= Mamedica =

British medical cannabis clinic

Mamedica is a London, UK-based medical cannabis clinic which was founded in 2021 and launched in 2022 by Jon Robson. It is one of four UK clinics licensed to prescribe and dispense medical cannabis.

==History==
In August 2022, it published a survey of 4,000 people which found that 60% of British people would consider using cannabis to treat medical conditions, particularly if prescribed by a doctor. A February 2023 survey for Mamedica found a third of respondents would use medical marijuana to help treat depression.

In June 2023, Mamedica announced a strategic UK partnership with Canadian medical cannabis products supplier 4C Labs.

The clinic has reported a 400% increase in patients since it was founded. Robson says the clinic aims "to offer an alternative to conventional medicines to individuals who are struggling with a severe medical condition and desire to regain a sense of normalcy in their daily lives".

Mamedica is a member of the UK's Cannabis Industry Council.

In September 2025, it raised a £4.5M round of funding from Casa Verde Capital.

==Patient conditions==
Since June 2022, 40% of Mamedica's prescriptions have been for mental health conditions, including anxiety, depression, stress, insomnia and post-traumatic stress disorder. In 2023, Mamedica reported an increase in demand from patients suffering from psychiatric conditions and opting to use medical cannabis as a replacement for traditional medication that can cause side effects.

In addition, the clinic prescribes CBD to support patients with menopause symptoms like hot flushes, and the clinic supports patients living with chronic neurological pain, with bespoke cannabis-based prescription medicines (CBPMs) that improve individuals' overall quality of life by reducing symptoms of depression and anxiety.

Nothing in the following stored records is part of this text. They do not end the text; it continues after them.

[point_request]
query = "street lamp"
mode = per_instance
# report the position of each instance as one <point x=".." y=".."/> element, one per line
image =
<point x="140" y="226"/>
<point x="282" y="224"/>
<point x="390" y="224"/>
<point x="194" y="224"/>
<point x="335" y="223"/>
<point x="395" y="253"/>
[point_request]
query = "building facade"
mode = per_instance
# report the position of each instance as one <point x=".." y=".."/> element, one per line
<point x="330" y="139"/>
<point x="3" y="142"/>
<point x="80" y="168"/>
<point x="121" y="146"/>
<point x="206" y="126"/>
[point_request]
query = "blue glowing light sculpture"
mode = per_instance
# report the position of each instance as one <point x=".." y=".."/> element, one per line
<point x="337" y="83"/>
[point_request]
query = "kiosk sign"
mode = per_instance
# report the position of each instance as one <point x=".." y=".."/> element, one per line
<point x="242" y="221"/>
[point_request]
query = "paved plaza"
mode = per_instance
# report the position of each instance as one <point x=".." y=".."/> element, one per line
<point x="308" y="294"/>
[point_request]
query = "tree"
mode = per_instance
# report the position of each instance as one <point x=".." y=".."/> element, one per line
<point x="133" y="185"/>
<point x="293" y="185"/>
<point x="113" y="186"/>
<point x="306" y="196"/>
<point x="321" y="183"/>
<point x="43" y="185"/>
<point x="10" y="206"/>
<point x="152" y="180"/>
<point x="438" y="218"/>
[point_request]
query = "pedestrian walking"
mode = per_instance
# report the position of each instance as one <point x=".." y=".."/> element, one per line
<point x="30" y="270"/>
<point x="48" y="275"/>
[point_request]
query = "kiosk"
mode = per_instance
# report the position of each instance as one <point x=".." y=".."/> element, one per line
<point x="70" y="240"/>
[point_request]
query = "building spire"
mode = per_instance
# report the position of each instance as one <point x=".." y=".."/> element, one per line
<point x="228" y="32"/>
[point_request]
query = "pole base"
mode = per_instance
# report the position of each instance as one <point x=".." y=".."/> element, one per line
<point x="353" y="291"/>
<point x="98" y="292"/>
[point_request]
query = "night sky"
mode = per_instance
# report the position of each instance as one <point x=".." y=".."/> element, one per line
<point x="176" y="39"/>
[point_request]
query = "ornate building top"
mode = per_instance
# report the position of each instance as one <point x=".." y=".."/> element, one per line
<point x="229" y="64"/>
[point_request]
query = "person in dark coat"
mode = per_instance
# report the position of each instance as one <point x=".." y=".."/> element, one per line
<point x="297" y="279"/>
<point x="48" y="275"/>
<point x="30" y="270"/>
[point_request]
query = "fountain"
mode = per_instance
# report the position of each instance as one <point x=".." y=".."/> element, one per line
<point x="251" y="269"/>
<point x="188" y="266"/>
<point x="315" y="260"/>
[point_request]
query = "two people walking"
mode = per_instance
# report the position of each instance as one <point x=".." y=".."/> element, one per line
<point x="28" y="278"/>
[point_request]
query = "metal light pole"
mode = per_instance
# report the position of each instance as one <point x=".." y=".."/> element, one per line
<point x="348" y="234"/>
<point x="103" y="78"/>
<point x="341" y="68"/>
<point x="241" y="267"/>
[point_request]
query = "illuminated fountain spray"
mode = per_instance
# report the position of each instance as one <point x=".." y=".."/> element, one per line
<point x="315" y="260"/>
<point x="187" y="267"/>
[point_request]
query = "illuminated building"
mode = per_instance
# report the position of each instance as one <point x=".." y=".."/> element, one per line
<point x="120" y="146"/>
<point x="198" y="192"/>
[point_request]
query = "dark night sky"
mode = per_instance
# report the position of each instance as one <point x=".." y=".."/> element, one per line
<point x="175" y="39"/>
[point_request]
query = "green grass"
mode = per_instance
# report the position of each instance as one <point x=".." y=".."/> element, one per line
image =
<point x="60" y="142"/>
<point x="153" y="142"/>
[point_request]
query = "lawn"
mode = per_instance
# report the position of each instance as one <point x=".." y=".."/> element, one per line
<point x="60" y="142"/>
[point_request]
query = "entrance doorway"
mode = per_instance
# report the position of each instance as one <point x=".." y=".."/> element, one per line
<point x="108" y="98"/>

==Eligibility for treatment==
While more than 89,000 private medical cannabis prescriptions have been made in the UK, there have been fewer than five medical cannabis prescriptions via the NHS. UK legislation states that a prescription for medical cannabis can only be initiated by a specialist consultant on the General Medical Council (GMC) register. Before patients can book a Mamedica consultation, they need to have tried at least two licensed medications or treatments and must not have any history of schizophrenia or psychosis. Patients must provide their medical records and details about their family medical history to mitigate any potential risks of using CBPMs.

==Treatment prescriptions==
Mamedica doctors can prescribe CBPMs including THC, Cannabidiol (CBD) and balanced cannabis profiles and cannabis flower, oil, capsules and cartridges for patients living with chronic conditions. Mamedica's cannabis flower prescriptions are strictly for use in dry-herb vaporisers, devices that let patients heat the flower and inhale its contents as a vapour.